In an attempt to make your life easier, I would like to suggest an alternative approach to managing the maturity of a cybersecurity program. We use a more holistic structure, using areas of information security rather than the list of 494 individual line items that can be found in the CAT.
The first step to building a mature information security program is implementing a policy framework. This is a set of policies, approved by the Board of Directors, that instructs the organization on cybersecurity matters. Most financial institutions should have at least 8-10 individual policies (not you Bank of America, you probably have a few more) in place for a mature framework, starting with a concise 3-5 page document that outlines the program itself. There should be a comprehensive information security policy that specifies how the organization will handle system access, security training, and other key areas. We have also found some topics, such as vendor management and mobile device management, are important enough to warrant their own policy document.
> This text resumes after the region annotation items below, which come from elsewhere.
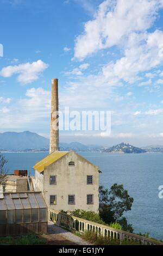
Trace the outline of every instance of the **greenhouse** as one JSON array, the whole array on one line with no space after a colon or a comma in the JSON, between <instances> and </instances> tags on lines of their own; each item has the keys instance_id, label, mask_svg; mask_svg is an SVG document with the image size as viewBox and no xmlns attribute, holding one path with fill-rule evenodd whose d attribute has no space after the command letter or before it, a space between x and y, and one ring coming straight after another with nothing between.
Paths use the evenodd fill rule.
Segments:
<instances>
[{"instance_id":1,"label":"greenhouse","mask_svg":"<svg viewBox=\"0 0 163 256\"><path fill-rule=\"evenodd\" d=\"M4 193L0 198L0 236L46 233L47 208L41 192Z\"/></svg>"}]
</instances>

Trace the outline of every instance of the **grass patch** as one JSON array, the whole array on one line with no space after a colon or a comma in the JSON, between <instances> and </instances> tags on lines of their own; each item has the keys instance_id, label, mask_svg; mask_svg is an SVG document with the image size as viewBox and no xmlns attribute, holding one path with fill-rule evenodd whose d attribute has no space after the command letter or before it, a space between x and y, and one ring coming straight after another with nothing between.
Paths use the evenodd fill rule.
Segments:
<instances>
[{"instance_id":1,"label":"grass patch","mask_svg":"<svg viewBox=\"0 0 163 256\"><path fill-rule=\"evenodd\" d=\"M46 239L39 238L35 235L0 237L0 245L46 245Z\"/></svg>"},{"instance_id":2,"label":"grass patch","mask_svg":"<svg viewBox=\"0 0 163 256\"><path fill-rule=\"evenodd\" d=\"M97 235L95 232L86 231L81 235L82 238L87 241L90 243L95 245L120 245L120 241L118 239L114 239L111 237L104 237L102 235ZM122 245L141 245L139 241L123 240Z\"/></svg>"}]
</instances>

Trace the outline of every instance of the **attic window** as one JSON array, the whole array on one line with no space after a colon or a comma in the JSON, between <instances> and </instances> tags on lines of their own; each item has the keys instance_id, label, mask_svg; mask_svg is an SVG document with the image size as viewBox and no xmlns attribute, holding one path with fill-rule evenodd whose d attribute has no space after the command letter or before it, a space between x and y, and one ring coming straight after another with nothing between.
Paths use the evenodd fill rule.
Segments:
<instances>
[{"instance_id":1,"label":"attic window","mask_svg":"<svg viewBox=\"0 0 163 256\"><path fill-rule=\"evenodd\" d=\"M69 166L74 166L74 162L69 162L68 163Z\"/></svg>"}]
</instances>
The area of IT Risk covers a lot of ground, and is the fundamental element of the cybersecurity program. IT Risk Management is where you establish a risk tolerance, measure risk across the organization’s IT assets, and manage risk by comparing it to the stated tolerance and treating it in some way (accept, transfer, mitigate). These are the security controls designed to reduce risk and may not be covered by the compliance area (hint: the very next paragraph).
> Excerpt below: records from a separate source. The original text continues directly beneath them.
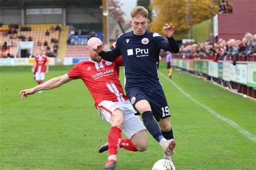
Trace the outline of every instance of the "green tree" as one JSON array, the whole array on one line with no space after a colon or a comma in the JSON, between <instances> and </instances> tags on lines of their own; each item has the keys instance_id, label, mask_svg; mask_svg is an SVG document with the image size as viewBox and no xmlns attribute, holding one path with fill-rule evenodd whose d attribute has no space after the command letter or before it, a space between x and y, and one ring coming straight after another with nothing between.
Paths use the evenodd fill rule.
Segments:
<instances>
[{"instance_id":1,"label":"green tree","mask_svg":"<svg viewBox=\"0 0 256 170\"><path fill-rule=\"evenodd\" d=\"M149 15L147 16L147 18L151 21L152 17L152 11L149 8L150 5L150 0L138 0L137 5L138 6L143 6L149 11Z\"/></svg>"},{"instance_id":2,"label":"green tree","mask_svg":"<svg viewBox=\"0 0 256 170\"><path fill-rule=\"evenodd\" d=\"M190 28L211 17L211 0L153 0L150 8L155 12L150 30L163 33L166 23L175 26L175 37L184 37ZM218 11L218 4L214 3L214 14Z\"/></svg>"}]
</instances>

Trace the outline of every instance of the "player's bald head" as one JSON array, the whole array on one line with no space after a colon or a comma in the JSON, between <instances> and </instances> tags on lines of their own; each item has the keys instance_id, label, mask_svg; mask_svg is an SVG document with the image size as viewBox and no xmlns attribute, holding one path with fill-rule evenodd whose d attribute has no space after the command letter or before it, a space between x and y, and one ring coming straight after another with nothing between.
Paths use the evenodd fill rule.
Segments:
<instances>
[{"instance_id":1,"label":"player's bald head","mask_svg":"<svg viewBox=\"0 0 256 170\"><path fill-rule=\"evenodd\" d=\"M102 43L102 42L99 38L96 37L92 37L88 40L88 42L87 42L87 46L91 48L95 44Z\"/></svg>"}]
</instances>

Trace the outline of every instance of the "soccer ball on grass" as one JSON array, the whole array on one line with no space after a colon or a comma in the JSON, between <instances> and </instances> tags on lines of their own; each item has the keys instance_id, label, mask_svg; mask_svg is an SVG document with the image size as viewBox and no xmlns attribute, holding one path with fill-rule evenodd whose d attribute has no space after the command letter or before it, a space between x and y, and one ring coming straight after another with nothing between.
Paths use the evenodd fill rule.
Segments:
<instances>
[{"instance_id":1,"label":"soccer ball on grass","mask_svg":"<svg viewBox=\"0 0 256 170\"><path fill-rule=\"evenodd\" d=\"M163 159L154 163L152 170L175 170L175 167L172 162Z\"/></svg>"}]
</instances>

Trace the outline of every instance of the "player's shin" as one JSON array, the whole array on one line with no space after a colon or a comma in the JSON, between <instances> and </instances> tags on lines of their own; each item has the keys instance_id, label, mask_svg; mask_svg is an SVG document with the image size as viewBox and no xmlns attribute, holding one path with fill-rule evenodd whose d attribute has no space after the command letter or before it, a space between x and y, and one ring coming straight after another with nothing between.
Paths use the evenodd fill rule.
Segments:
<instances>
[{"instance_id":1,"label":"player's shin","mask_svg":"<svg viewBox=\"0 0 256 170\"><path fill-rule=\"evenodd\" d=\"M173 138L173 132L172 132L172 128L171 128L171 131L169 132L165 132L161 131L162 132L163 135L166 139L171 139Z\"/></svg>"},{"instance_id":2,"label":"player's shin","mask_svg":"<svg viewBox=\"0 0 256 170\"><path fill-rule=\"evenodd\" d=\"M158 142L160 142L164 137L161 133L158 124L153 117L152 111L143 112L142 117L147 131Z\"/></svg>"},{"instance_id":3,"label":"player's shin","mask_svg":"<svg viewBox=\"0 0 256 170\"><path fill-rule=\"evenodd\" d=\"M137 152L138 149L135 147L133 143L128 138L123 139L121 140L121 144L120 145L120 148L128 151Z\"/></svg>"},{"instance_id":4,"label":"player's shin","mask_svg":"<svg viewBox=\"0 0 256 170\"><path fill-rule=\"evenodd\" d=\"M118 126L110 128L108 136L109 160L117 159L117 149L121 142L122 128Z\"/></svg>"}]
</instances>

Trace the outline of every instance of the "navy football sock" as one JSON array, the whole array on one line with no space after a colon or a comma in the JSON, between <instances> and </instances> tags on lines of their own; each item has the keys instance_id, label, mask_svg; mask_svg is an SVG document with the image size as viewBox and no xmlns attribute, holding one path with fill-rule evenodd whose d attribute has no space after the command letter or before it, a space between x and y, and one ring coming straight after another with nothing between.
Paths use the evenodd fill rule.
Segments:
<instances>
[{"instance_id":1,"label":"navy football sock","mask_svg":"<svg viewBox=\"0 0 256 170\"><path fill-rule=\"evenodd\" d=\"M172 128L169 132L164 132L161 130L162 132L163 135L166 139L171 139L173 138L173 132L172 132Z\"/></svg>"},{"instance_id":2,"label":"navy football sock","mask_svg":"<svg viewBox=\"0 0 256 170\"><path fill-rule=\"evenodd\" d=\"M145 126L150 134L159 142L164 138L158 124L153 117L152 111L146 111L142 113L142 120L144 123Z\"/></svg>"}]
</instances>

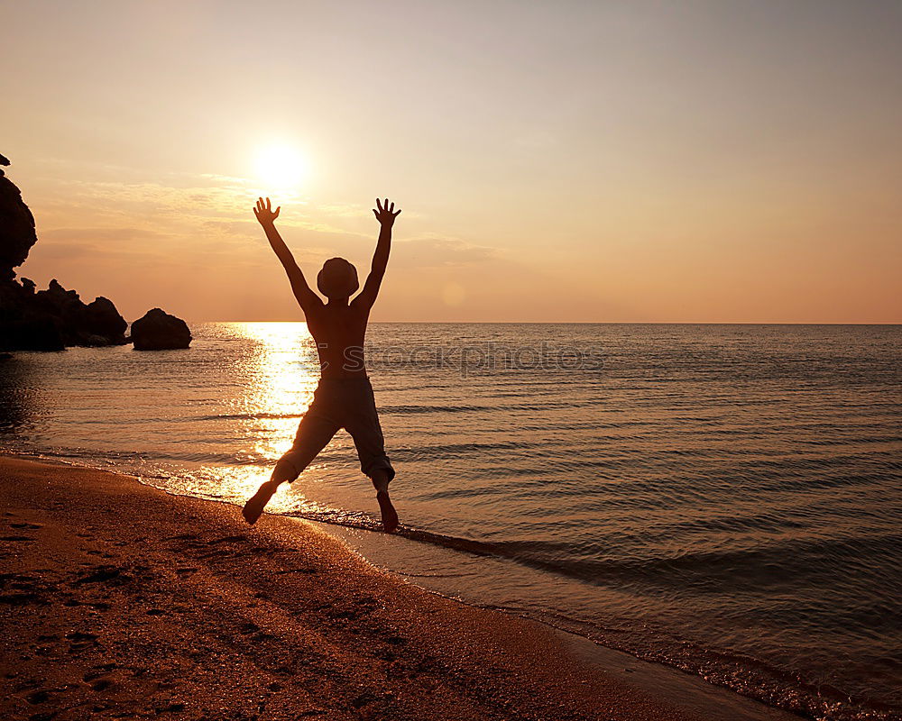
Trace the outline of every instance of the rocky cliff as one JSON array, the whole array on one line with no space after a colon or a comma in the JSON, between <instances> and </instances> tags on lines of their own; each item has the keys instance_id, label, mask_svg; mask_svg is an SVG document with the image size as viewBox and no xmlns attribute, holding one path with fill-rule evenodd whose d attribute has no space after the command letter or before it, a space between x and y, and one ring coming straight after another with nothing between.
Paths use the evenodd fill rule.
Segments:
<instances>
[{"instance_id":1,"label":"rocky cliff","mask_svg":"<svg viewBox=\"0 0 902 721\"><path fill-rule=\"evenodd\" d=\"M8 165L0 155L0 166ZM31 210L0 169L0 351L61 351L70 345L128 342L128 324L111 300L101 297L86 304L55 279L39 291L27 278L15 279L14 269L24 262L37 240ZM183 321L179 324L185 325ZM179 345L168 347L187 348L190 333L188 342L183 335L179 334Z\"/></svg>"}]
</instances>

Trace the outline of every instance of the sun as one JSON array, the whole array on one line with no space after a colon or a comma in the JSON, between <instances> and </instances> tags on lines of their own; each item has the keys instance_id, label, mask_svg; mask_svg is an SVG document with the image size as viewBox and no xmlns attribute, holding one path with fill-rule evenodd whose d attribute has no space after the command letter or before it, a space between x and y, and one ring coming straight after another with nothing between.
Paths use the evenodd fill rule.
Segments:
<instances>
[{"instance_id":1,"label":"sun","mask_svg":"<svg viewBox=\"0 0 902 721\"><path fill-rule=\"evenodd\" d=\"M270 145L257 152L257 176L270 191L297 188L308 169L304 156L290 145Z\"/></svg>"}]
</instances>

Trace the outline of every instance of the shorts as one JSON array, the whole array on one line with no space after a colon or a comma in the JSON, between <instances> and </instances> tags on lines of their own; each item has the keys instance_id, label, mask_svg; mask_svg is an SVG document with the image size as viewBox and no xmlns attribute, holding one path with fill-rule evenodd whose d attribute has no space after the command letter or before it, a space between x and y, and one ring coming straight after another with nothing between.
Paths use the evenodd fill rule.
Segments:
<instances>
[{"instance_id":1,"label":"shorts","mask_svg":"<svg viewBox=\"0 0 902 721\"><path fill-rule=\"evenodd\" d=\"M385 470L389 480L394 478L394 469L385 455L373 386L365 376L321 379L313 403L298 425L291 450L281 460L294 466L300 475L340 428L354 439L360 470L365 475L372 478L375 471Z\"/></svg>"}]
</instances>

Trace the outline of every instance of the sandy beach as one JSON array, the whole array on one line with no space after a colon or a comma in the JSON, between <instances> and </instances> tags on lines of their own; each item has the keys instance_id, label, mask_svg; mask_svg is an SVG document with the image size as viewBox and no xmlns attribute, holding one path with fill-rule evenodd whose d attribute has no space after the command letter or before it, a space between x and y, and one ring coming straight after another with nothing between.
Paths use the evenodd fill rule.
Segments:
<instances>
[{"instance_id":1,"label":"sandy beach","mask_svg":"<svg viewBox=\"0 0 902 721\"><path fill-rule=\"evenodd\" d=\"M789 719L428 593L312 525L0 458L10 719Z\"/></svg>"}]
</instances>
Aside from risk management, which is about being secure, financial institutions also need to comply with GLBA. This typically means ensuring all of the declarative statements (controls) are in place for a designated maturity level within the CAT for banks, or the ACET for credit unions. As I mentioned earlier in this article, there are controls in the CAT/ACET that cover policies, risk assessment, and other areas. Looking at individual controls to build a security program, like these programs do, is a very inefficient and unorganized approach. That would be like designing a house by looking at each individual piece of wood.
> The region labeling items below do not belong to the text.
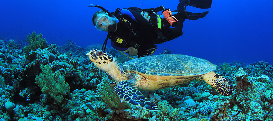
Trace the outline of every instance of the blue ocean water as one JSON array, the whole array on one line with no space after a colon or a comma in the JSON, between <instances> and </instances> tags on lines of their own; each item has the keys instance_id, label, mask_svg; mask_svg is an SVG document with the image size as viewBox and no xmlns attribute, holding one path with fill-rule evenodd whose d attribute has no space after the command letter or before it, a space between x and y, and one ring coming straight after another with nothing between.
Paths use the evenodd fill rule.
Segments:
<instances>
[{"instance_id":1,"label":"blue ocean water","mask_svg":"<svg viewBox=\"0 0 273 121\"><path fill-rule=\"evenodd\" d=\"M0 36L7 41L25 41L26 35L35 31L42 33L49 43L58 45L64 44L68 39L83 47L102 44L107 33L97 30L91 22L94 13L100 9L89 8L89 4L100 5L113 11L118 7L154 8L163 4L174 10L178 2L2 0ZM155 54L166 48L174 54L200 57L214 63L234 61L250 63L262 60L273 64L272 0L214 0L210 9L187 6L186 9L194 13L210 12L203 18L186 19L183 35L157 44Z\"/></svg>"}]
</instances>

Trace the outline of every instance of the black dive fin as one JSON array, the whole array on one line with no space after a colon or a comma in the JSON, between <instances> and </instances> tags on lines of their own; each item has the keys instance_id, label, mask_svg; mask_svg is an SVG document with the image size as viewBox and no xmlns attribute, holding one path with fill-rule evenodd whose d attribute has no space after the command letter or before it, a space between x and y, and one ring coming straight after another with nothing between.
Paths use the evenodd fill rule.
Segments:
<instances>
[{"instance_id":1,"label":"black dive fin","mask_svg":"<svg viewBox=\"0 0 273 121\"><path fill-rule=\"evenodd\" d=\"M202 13L194 13L190 12L187 11L187 18L186 18L191 20L195 20L205 17L209 11L205 11Z\"/></svg>"},{"instance_id":2,"label":"black dive fin","mask_svg":"<svg viewBox=\"0 0 273 121\"><path fill-rule=\"evenodd\" d=\"M189 0L189 5L199 8L209 8L211 7L212 0Z\"/></svg>"}]
</instances>

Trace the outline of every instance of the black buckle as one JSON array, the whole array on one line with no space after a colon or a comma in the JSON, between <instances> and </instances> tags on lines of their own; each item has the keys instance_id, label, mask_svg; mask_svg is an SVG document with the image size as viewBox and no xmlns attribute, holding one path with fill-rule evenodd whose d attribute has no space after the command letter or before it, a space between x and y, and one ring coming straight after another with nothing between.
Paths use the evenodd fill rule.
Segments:
<instances>
[{"instance_id":1,"label":"black buckle","mask_svg":"<svg viewBox=\"0 0 273 121\"><path fill-rule=\"evenodd\" d=\"M135 47L134 47L134 48L136 49L138 49L138 48L139 48L140 46L140 45L136 43L136 45L135 45Z\"/></svg>"}]
</instances>

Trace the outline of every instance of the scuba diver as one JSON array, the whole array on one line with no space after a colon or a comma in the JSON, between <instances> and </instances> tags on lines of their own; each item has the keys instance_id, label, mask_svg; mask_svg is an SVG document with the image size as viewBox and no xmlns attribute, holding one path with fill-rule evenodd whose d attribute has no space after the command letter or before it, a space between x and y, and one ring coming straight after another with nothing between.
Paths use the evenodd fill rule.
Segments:
<instances>
[{"instance_id":1,"label":"scuba diver","mask_svg":"<svg viewBox=\"0 0 273 121\"><path fill-rule=\"evenodd\" d=\"M186 5L206 9L211 8L212 0L180 0L177 10L171 11L162 5L155 8L130 7L118 8L110 13L101 6L90 5L89 7L99 8L103 11L96 12L92 21L99 31L108 32L102 49L105 50L108 39L114 49L139 57L153 53L157 49L155 44L174 39L183 34L185 19L195 20L203 18L208 13L194 13L186 10ZM157 13L162 11L163 14ZM170 28L170 26L174 27Z\"/></svg>"}]
</instances>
One of the areas identified in policies, risk management, and compliance is security testing. Security testing consists of vulnerability assessment and penetration testing, inside and outside the network, as well as social engineering to test employee resistant to phishing and pretext calling attacks. If the organization writes its own software code, testing should also include web application security testing.
Closely related to and in some cases overlapping social engineering testing, is user awareness training. All employees are part of the security program and need to know the basics of information security. IT admins and department managers with elevated privileges and executives prone to spear phishing, should receive additional training beyond what standard employees get. Developing or finding the right materials and tracking the organizations progress are keys to a mature cybersecurity program.
As we all know, no amount of security controls can reduce risk to zero. Unfortunately it just isn’t possible. This means every organization needs a plan for responding to cybersecurity incidents. The plan should outline who is going to perform what activities to identify, contain, eradicate, and recover from incidents. To be fully mature the plan must also be tested regularly to identify gaps and areas for improvement. I also recommend pre-vetting 2-3 computer forensics vendors now, before an incident occurs. Perform the required vendor due diligence ahead of time so you don’t end up in a pinch when there is a need to move quickly.
A competent virtual CISO can tie it all together. With the proper security expertise and a solid maturity model, a financial institution can implement the right cybersecurity program to protect customer/member information while not spending tens of thousands on unnecessary effort or solutions.
Focusing on the areas above will help organize the overall information security program and build a strategic road map. Because, you know... information security is not a trivial matter, but managing it should be.